We’ve heard a lot about staff turnover at Priorities USA, the pro-Clinton super PAC. Guy Cecil, the newish head of the group, just replaced the finance director, the latest in a string of shake-ups. How much do you think that has impacted their fundraising?

The retooling at Priorities reflects a sense of urgency by Clinton’s allies that they need to get more competitive in the super PAC game. Democratic donors have been historically reluctant to write these kind of checks – a distaste that made it difficult for Priorities to fundraise in the 2012 race, when it was supporting President Obama. There is a more pragmatic attitude this time around, but earlier this spring, big givers did not have a clear sense that Clinton wanted them to back the super PAC. The arrival of Cecil, who was a key player on Clinton’s 2008 campaign, was meant to send a strong signal that donors should step up. But the dynamics are tricky: Clinton has made reducing the influence of big money in politics one of the planks of her bid this time. There is sensitivity among her allies of having a super PAC raise more money than by her actual campaign in this first quarter.
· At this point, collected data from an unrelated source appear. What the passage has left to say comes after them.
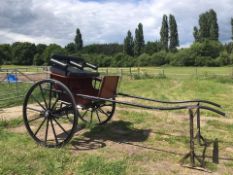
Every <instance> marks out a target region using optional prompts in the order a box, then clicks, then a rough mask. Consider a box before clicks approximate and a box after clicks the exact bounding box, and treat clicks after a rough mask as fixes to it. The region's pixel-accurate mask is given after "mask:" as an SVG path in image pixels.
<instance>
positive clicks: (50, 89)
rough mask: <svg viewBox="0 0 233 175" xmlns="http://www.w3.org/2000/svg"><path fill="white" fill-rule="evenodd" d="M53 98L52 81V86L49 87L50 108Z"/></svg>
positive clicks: (49, 98) (49, 102)
mask: <svg viewBox="0 0 233 175" xmlns="http://www.w3.org/2000/svg"><path fill="white" fill-rule="evenodd" d="M51 99H52V83H50V87H49V109H50V108H51Z"/></svg>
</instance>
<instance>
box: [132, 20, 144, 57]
mask: <svg viewBox="0 0 233 175" xmlns="http://www.w3.org/2000/svg"><path fill="white" fill-rule="evenodd" d="M144 45H145V41H144V34H143V25H142V23H139V24H138V28H136V29H135V39H134V55H136V56H138V55H140V54H141V53H142V52H143V48H144Z"/></svg>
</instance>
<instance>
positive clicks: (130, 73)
mask: <svg viewBox="0 0 233 175" xmlns="http://www.w3.org/2000/svg"><path fill="white" fill-rule="evenodd" d="M129 74H130V79H132V70H131V67H129Z"/></svg>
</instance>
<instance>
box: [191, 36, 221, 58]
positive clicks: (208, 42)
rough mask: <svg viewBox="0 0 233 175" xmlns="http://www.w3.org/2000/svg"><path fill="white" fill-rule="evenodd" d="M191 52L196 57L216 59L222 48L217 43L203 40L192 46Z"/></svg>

Campaigns love to brag about how many contributors they had who gave $200 or less. Hillary Clinton’s team has said that she’s working hard to cultivate such donors. Why do candidates care so much about building this kind of donor network?

President Obama’s 2008 and 2012 campaigns demonstrated the power of a small donor operation. If you can get thousands — or millions! — of people to give you $25 again and again, you have a rich, self-replenishing funding resource (and one that requires much less of the candidate’s time than those pricey fundraising dinners). And it also offers a way to demonstrate your success among grassroots activists. More than 60,000 donors gave money to Clinton during her first fundraising quarter in the 2008 race. We’re sure to see her campaign make a big deal of the number of individual contributors supporting her this time around.